• Une signature

    La porte grince d'une manière sinistre alors qu'il s'engouffre dans le tribunal. Ou peut-être est-ce un effet de son imagination ? Qu'importe, il ne s'y attarde pas et s'avance dans l'immense hall. Comme un automate, il s'avance vers l'accueil, où deux jeunes femmes tirées à quatre épingles s'affairent. Quelques minutes pour s'annoncer et s'entendre dire qu'il doit patienter dans la salle B12. Un simple hochement de tête, et l'homme s'y rend.

    Il s'est bien habillé pour l'occasion, pantalon de costume, à peine trop petit pour lui, et sa seule chemise.
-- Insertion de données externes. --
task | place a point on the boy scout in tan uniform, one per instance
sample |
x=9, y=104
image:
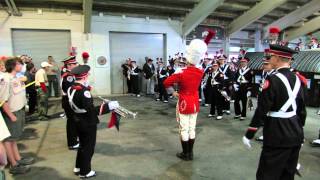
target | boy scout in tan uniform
x=14, y=98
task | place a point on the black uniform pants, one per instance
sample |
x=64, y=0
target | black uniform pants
x=72, y=134
x=32, y=100
x=278, y=163
x=87, y=137
x=207, y=94
x=129, y=85
x=216, y=101
x=162, y=90
x=226, y=103
x=53, y=83
x=241, y=95
x=135, y=84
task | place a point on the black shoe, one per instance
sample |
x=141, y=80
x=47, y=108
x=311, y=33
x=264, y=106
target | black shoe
x=26, y=161
x=75, y=147
x=19, y=169
x=184, y=155
x=89, y=175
La cravate, il l'a emprunté à son père, mais le pauvre vieux ne risque plus de s'en plaindre maintenant qu'il mange les pissenlits par la racine. Il hausse légèrement les épaules alors qu'il s'avance dans le couloir : inutile de s'attarder là-dessus. Ses chaussures de ville neuves blessent ses talons, et il s'imagine avoir une démarche claudiquante. Qu'importe...

    Ah ! La salle B12 ! Il s'y aventure. Une dizaine de personnes au visage grave patiente en silence. L'homme ne prête aucune attention au décor glauque de la pièce, les affiches de propagande ne retiennent pas son intérêt. Machinalement, il cache ses mains de maçon sous le dossier qu'il a amené avec lui : elles font désordre dans ce lieu emprunt de solennité.

    Il n'a pas le choix. C'est ce qu'il se répète depuis des semaines. Il n'en dort plus la nuit et il ne cesse d'y penser en journée, mais il n'a pas le choix. Oui, c'est la meilleure solution... la seule en réalité. Sa mère ne peut plus s'occuper de toute la paperasse. Elle est même devenue incapable de faire un chèque. Satanée maladie. C'est l'âge, que disent les médecins, mais il voit bien, lui, que sa tête ne fonctionne plus très bien.

    Une jeune femme en tailleur s'avance et appelle son nom. Il se redresse en sursaut et la suit sans un regard pour ses compagnons d'attente. La secrétaire l'accompagne jusqu'à l'entrée d'un bureau et en ouvre l'imposante porte. Le maçon s'avance, mal-à-l'aise. Un petit bout de femme s'agite derrière un bureau aux dimensions démesurées. Elle ne porte pas de robe noire comme on en voit dans les films, et l'homme s'en étonne sans pour autant piper mot.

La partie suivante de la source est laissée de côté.